Emperor Energy is not a large company by global standards. It has a market capitalization of AU$3.3m, which means it wouldn't have the attention of many institutional investors. In the chart below below, we can see that institutional investors have bought into the company. Let's delve deeper into each type of owner, to discover more about EMP.
What Does The Institutional Ownership Tell Us About Emperor Energy?
Many institutions measure their performance against an index that approximates the local market. So they usually pay more attention to companies that are included in major indices.
Emperor Energy already has institutions on the share registry. Indeed, they own 11% of the company. This suggests some credibility amongst professional investors. But we can't rely on that fact alone, since institutions make bad investments sometimes, just like everyone does. If multiple institutions change their view on a stock at the same time, you could see the share price drop fast. It's therefore worth looking at Emperor Energy's earnings history, below. Of course, the future is what really matters.
Hedge funds don't have many shares in Emperor Energy. Our information suggests that there isn't any analyst coverage of the stock, so it is probably little known.
Insider Ownership Of Emperor Energy
The definition of an insider can differ slightly between different countries, but members of the board of directors always count. Management ultimately answers to the board. However, it is not uncommon for managers to be executive board members, especially if they are a founder or the CEO.
Insider ownership is positive when it signals leadership are thinking like the true owners of the company. However, high insider ownership can also give immense power to a small group within the company. This can be negative in some circumstances.
It seems insiders own a significant proportion of Emperor Energy Limited. Insiders have a AU$901k stake in this AU$3.3m business. This may suggest that the founders still own a lot of shares. You can click here to see if they have been buying or selling.
General Public Ownership
The general public holds a 38% stake in EMP. While this size of ownership may not be enough to sway a policy decision in their favour, they can still make a collective impact on company policies.
Private Company Ownership
We can see that Private Companies own 23%, of the shares on issue. Private companies may be related parties.
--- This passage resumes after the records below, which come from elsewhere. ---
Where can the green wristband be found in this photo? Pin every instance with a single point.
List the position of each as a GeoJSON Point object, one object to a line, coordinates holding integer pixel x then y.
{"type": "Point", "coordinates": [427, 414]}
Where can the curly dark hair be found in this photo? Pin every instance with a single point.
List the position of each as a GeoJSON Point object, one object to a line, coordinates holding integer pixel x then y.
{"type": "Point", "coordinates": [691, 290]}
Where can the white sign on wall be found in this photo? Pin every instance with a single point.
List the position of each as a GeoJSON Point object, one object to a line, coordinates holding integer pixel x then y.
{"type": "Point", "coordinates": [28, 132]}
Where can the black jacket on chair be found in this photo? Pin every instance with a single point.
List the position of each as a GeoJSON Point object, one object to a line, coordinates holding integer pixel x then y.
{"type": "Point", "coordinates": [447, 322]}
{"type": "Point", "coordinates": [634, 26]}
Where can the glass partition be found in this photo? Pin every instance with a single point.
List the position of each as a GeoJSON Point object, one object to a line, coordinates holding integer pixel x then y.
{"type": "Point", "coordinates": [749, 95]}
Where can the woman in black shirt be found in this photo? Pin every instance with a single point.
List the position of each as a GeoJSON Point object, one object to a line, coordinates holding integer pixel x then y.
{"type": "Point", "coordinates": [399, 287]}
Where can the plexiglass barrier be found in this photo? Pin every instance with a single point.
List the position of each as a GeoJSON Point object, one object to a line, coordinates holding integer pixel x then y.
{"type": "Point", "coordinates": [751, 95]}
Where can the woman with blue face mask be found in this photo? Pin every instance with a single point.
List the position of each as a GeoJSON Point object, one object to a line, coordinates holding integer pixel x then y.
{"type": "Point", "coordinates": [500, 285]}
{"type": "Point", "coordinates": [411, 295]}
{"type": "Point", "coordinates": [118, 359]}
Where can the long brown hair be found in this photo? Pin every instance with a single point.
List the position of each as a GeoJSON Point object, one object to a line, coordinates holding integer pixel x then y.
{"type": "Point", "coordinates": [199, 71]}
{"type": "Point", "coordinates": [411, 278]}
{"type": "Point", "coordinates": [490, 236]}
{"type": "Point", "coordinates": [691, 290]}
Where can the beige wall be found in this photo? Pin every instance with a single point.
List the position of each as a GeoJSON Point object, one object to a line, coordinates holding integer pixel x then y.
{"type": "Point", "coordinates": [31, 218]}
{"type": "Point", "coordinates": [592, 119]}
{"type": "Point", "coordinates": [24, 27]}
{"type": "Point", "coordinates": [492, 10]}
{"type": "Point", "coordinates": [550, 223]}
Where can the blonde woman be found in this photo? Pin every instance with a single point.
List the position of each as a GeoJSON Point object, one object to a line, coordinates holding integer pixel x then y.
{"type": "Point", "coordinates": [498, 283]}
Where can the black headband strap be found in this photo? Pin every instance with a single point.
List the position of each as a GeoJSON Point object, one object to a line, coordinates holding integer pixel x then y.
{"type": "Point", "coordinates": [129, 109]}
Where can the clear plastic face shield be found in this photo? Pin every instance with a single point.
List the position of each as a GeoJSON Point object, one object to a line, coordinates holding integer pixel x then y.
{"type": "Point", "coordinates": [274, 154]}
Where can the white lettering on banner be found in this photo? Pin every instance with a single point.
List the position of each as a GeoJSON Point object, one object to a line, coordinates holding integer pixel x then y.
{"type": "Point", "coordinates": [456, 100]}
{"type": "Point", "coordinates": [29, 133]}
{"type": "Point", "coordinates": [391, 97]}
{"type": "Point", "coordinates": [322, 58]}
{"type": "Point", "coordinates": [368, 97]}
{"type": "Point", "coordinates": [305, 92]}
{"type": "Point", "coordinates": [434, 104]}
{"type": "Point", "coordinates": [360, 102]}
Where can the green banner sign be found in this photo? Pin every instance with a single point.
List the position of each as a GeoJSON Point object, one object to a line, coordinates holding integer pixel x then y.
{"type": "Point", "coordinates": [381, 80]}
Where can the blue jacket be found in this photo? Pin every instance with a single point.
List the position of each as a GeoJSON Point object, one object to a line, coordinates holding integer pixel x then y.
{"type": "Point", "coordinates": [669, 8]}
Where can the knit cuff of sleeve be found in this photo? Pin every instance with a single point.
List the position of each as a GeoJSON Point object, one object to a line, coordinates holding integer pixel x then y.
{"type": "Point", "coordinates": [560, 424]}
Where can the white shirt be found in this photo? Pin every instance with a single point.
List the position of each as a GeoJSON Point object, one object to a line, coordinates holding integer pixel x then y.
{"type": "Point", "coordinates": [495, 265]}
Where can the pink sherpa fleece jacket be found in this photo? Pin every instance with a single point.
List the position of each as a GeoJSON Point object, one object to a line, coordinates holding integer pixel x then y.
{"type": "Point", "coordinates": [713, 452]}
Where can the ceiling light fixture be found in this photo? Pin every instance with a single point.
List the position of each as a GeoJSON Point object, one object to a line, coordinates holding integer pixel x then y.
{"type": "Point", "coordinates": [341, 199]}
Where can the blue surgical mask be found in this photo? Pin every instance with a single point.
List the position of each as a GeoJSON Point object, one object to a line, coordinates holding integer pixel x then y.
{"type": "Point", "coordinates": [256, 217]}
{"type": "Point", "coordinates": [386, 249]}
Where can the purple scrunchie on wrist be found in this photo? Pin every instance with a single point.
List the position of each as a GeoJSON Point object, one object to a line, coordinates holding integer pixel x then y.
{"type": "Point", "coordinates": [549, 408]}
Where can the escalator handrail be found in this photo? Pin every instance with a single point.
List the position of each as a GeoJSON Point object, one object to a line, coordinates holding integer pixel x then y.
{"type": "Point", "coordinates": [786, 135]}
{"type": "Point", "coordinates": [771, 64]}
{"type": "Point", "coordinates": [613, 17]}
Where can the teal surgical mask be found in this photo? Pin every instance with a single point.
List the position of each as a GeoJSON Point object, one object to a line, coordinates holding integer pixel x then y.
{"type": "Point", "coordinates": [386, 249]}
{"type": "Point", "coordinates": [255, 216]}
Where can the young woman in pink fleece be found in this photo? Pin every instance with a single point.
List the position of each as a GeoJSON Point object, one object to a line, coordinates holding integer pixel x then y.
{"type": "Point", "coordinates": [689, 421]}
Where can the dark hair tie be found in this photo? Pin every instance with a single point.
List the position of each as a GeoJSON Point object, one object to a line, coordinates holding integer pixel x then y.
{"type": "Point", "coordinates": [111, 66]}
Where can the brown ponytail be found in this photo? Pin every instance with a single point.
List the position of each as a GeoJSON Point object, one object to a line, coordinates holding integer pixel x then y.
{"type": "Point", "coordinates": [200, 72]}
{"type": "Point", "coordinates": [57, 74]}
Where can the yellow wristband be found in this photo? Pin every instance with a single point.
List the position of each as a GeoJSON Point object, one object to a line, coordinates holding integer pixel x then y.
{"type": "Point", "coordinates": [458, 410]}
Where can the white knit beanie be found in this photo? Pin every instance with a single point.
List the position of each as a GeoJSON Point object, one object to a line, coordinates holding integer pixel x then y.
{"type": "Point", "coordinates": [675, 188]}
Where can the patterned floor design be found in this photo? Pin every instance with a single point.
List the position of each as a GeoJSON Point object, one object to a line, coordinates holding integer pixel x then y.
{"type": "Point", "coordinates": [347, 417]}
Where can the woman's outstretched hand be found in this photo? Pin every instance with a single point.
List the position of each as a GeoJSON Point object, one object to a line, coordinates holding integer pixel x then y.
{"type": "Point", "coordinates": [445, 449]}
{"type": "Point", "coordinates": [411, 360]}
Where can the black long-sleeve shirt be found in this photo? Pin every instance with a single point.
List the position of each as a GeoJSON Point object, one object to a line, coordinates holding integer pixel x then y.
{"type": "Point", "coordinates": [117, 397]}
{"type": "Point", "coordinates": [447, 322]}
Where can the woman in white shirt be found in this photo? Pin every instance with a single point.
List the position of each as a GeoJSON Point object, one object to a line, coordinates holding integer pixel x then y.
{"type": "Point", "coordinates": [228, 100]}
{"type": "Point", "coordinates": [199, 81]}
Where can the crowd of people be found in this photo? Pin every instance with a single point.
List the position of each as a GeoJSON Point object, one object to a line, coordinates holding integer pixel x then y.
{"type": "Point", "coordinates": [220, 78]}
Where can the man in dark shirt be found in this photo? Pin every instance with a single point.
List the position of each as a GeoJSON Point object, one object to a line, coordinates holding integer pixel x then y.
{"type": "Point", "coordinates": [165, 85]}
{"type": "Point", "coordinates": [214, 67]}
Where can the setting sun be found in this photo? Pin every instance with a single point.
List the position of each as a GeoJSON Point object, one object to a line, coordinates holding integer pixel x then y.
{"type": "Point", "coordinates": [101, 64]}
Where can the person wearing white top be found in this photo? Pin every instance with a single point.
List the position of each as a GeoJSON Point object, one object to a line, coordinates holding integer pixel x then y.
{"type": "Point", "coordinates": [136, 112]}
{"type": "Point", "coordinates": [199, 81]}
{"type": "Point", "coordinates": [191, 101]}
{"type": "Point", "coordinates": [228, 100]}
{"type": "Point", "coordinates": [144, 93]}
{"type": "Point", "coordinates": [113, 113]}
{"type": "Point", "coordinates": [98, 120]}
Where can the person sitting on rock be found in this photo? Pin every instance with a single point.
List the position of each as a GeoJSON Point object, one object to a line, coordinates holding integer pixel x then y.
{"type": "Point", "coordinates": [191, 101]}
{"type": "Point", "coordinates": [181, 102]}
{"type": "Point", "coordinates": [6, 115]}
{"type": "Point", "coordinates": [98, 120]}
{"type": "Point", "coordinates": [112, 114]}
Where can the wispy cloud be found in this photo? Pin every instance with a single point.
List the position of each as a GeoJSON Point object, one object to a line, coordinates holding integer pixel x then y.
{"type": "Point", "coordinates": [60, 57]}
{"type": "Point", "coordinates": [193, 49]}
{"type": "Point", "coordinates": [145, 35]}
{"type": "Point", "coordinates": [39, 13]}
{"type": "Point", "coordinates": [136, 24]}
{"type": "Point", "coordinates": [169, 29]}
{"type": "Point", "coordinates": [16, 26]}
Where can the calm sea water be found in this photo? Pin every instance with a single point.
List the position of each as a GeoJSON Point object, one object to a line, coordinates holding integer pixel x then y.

Sometimes insiders have an interest in a public company through a holding in a private company, rather than in their own capacity as an individual. While it's hard to draw any broad stroke conclusions, it is worth noting as an area for further research.
While it is well worth considering the different groups that own a company, there are other factors that are even more important.
I like to dive deeper into how a company has performed in the past. You can find historic revenue and earnings in this detailed graph.
If you would prefer check out another company -- one with potentially superior financials -- then do not miss this free list of interesting companies, backed by strong financial data.
NB: Figures in this article are calculated using data from the last twelve months, which refer to the 12-month period ending on the last date of the month the financial statement is dated. This may not be consistent with full year annual report figures.